Ashkenazi juga mencatat bulan Agustus 2024 akan dikenang sebagai salah satu bulan paling berdarah bagi IDF.
Ashkenazi yang juga merupakan jurnalis Israel tersebut memberikan kritik pada kegigihan Israel untuk mempertahankan Koridor Philadelphia dan poros Netzarim, yang masih menjadi pokok perdebatan utama dalam negosiasi yang sedang berlangsung.
Ini terjadi satu hari sebelum keputusan resmi kabinet Israel untuk mempertahankan kendali atas jalur tanah sepanjang 14 kilometer yang memisahkan Gaza dari Mesir.
“Setiap keputusan keamanan harus dibayar dengan darah,” lanjut Ashkenazi.
“Sebelum kita terjerumus ke dalam lumpur, mari kita berhenti sejenak,” analis Israel itu memperingatkan negaranya, mengutip Palestine Chronicle, Sabtu (31/8/2024).
Seraya menambahkan, ia mendorong para pemimpin Israel untuk mempertimbangkan alternatif keamanan untuk mengakhiri negosiasi, membebaskan para sandera, dan menghentikan tembakan terhadap warga sipil.
Perkataan Ashkenazi menggemakan sentimen yang telah diungkapkan oleh pensiunan Jenderal Israel Yitzhak Brick dalam sebuah artikel yang diterbitkan di surat kabar Israel Haaretz pada tanggal 22 Agustus 2024 lalu.
Brick menyatakan situasinya mengerikan, Israel bisa menghadapi keruntuhan dalam waktu satu tahun jika perang gesekan yang sedang berlangsung terhadap gerakan Palestina Hamas dan Hizbullah Lebanon terus berlanjut.
Setelah pendudukan Kota Gaza, Menteri Pertahanan Israel Yoav Gallant mengatakan bahwa Israel telah menguasai penuh kota dan terowongannya, dan dalam waktu singkat, Hamas akan menyerah.

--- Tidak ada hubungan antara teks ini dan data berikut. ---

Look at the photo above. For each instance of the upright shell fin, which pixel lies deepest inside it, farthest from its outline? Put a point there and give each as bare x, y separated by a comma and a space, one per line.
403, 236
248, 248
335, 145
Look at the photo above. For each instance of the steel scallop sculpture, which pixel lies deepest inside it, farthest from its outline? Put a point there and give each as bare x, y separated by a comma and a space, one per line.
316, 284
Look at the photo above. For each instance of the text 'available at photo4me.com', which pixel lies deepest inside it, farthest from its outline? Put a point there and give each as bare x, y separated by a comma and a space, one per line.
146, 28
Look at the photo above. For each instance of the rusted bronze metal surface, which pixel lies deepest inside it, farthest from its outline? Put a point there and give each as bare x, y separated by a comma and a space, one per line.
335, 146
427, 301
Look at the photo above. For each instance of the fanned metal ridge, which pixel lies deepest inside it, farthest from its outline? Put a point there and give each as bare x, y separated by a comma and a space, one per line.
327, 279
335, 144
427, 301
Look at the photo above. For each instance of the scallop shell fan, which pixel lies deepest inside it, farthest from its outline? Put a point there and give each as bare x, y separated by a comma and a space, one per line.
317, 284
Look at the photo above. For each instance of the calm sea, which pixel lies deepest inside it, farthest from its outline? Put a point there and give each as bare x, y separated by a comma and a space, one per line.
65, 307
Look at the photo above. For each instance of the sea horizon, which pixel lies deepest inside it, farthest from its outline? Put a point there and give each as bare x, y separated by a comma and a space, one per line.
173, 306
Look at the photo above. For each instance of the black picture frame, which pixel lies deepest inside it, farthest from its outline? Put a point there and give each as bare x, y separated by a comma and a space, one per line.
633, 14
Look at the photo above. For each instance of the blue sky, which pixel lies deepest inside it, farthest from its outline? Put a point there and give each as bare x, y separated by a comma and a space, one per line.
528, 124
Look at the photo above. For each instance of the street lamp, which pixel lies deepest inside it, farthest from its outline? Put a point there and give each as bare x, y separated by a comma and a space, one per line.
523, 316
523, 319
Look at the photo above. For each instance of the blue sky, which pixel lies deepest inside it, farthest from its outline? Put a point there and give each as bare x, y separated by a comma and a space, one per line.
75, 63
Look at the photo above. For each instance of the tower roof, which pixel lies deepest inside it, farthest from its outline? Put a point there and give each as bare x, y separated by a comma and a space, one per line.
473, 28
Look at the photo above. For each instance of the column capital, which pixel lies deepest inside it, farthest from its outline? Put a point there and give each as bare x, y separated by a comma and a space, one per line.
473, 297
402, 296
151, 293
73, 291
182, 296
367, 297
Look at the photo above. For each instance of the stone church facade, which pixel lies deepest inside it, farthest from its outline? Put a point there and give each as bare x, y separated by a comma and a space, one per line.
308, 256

Baca juga: Mengenal Strategisnya Jenin yang Dikepung IDF, Israel Aji Mumpung Jelang Jeda Perang 3 Hari
"Dengan pernyataan ini, Gallant, bersama dengan rekan-rekannya Kepala Staf IDF Herzi Halevi dan Perdana Menteri Benjamin Netanyahu, telah membuat publik Israel kehilangan muka,” tulis mantan jenderal Israel tersebut.
“Israel semakin terjerumus ke dalam lumpur Gaza, kehilangan semakin banyak tentara karena terbunuh atau terluka, tanpa ada peluang untuk mencapai tujuan utama perang: menjatuhkan Hamas.”
Mantan jenderal Israel itu lebih lanjut memperingatkan semua strategi politik dan militer saat ini membawa Israel menuju bencana.
"Negara ini benar-benar sedang menuju jurang kehancuran. Jika perang melawan Hamas dan Hizbullah terus berlanjut, Israel akan runtuh dalam waktu tidak lebih dari setahun," ia memperingatkan.
Semakin Banyak IDF Tewas dan Terluka
Menurut data resmi Israel, yang tunduk pada sensor militer, lebih dari 703 perwira dan tentara Israel telah terbunuh sejak 7 Oktober 2023.
Namun, ada tuduhan internal, militer Israel menyembunyikan jumlah tenteara yang tewas sebelumnya, hingga soal kerugian yang diyakini jauh lebih tinggi.
Juli lalu, Saluran 12 Israel mengungkapkan 20.000 tentara pendudukan telah terluka di Gaza sejak 7 Oktober, dengan 8.298 korban lainnya mengalami cacat.
Pada tanggal 12 Juli, kabinet Israel menyetujui keputusan untuk memperpanjang wajib militer menjadi tiga tahun karena kekurangan personel.
Keputusan ini akan disampaikan kepada pemerintah untuk disetujui dan kemudian dibawa ke Knesset (parlemen) untuk diundangkan.